According to the Mayo Clinic: CBT for insomnia can benefit almost everyone. “ CBT for insomnia is a structured program that helps you identify and replace thoughts and behaviors that cause or worsen sleep problems with habits that promote sound sleep. Unlike sleeping pills, CBT-I helps you overcome the underlying causes of your sleep problems”. This makes a lot of sense, as taking pills ad infinitum, and getting hooked on them, is very different to being able to deal with the stressors that are eating away at us, and destroying our well-being.
The 6th Annual Insomnia Awareness Day
March 11th 2019 is the date of this highly popular yearly event, entitled “Solutions for Sleepless Nights.” It is arranged by the American Alliance for Healthy Sleep, the Society of Behavioral Sleep Medicine, and the American Academy of Sleep Medicine.
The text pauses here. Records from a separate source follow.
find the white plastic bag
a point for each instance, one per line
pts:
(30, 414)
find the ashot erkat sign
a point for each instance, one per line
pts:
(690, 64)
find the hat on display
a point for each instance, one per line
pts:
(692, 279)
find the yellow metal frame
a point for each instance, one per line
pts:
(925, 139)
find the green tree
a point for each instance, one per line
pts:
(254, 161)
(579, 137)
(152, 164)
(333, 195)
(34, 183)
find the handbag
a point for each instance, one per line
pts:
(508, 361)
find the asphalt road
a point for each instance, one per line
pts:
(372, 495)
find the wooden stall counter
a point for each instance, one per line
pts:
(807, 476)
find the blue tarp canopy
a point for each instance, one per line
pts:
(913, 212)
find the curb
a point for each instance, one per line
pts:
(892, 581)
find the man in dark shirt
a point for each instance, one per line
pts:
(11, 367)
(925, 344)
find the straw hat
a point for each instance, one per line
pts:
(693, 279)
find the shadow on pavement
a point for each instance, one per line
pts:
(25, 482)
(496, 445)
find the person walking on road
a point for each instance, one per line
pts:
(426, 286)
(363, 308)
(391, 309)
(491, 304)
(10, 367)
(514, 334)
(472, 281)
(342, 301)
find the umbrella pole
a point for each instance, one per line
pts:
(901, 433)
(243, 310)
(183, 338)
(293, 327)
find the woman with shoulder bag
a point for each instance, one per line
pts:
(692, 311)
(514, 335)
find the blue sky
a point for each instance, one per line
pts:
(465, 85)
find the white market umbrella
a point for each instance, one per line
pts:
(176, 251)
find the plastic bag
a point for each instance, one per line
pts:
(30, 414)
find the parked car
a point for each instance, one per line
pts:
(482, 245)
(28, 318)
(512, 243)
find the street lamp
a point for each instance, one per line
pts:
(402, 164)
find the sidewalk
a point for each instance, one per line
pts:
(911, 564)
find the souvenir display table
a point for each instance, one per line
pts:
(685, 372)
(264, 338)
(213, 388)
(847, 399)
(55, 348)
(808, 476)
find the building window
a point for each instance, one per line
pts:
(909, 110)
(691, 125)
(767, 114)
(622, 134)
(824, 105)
It is set to put the spotlight on effective treatments for chronic insomnia, such as CBT. Insomnia symptoms cover a broad range of debilitating problems including: having low energy and lacking motivation; feeling irritable or anxious; feeling depressed; having difficulty concentrating; feeling unsatisfied with sleep; and suffering sleepiness or fatigue during the daytime.
“About 10 percent of men and 20 percent of women have chronic insomnia disorder”
American Academy of Sleep Medicine board of directors’ member, Jennifer Martin, PhD, noted that when it is chronic, insomnia can affect how we feel during the day, and that insomnia is more common in: “people who have mental health conditions such as depression”.
How Does CBT-1 Work?
CBT-I is classed as a behavioral strategy, and includes replacing feeling stressed and the fear of not sleeping, with more useful and positive expectations. Everyone one of us is different, and we have to deal with our own personal stressful issues so that they do not take hold of our lives, and consume us in the worst possible ways. To that end, the CBT-I advice that patients are given, is tailored to address every individual’s unique situation, environment, symptoms and needs. Typically, six to eight CBT sessions are sufficient, however, some people need less. In fact, recent research indicates that just one CBT session can drastically reduce insomnia.
The President of the Society of Behavioral Sleep Medicine, Donna Arand, PhD, remarked that:
“Cognitive behavioral therapy is an incredibly effective and long-lasting treatment that is associated with changes in underlying physiology”. And went on to state that recent studies using CBT-I imply a strong link between the amelioration of long-term insomnia and cognitive processes’ neural correlates.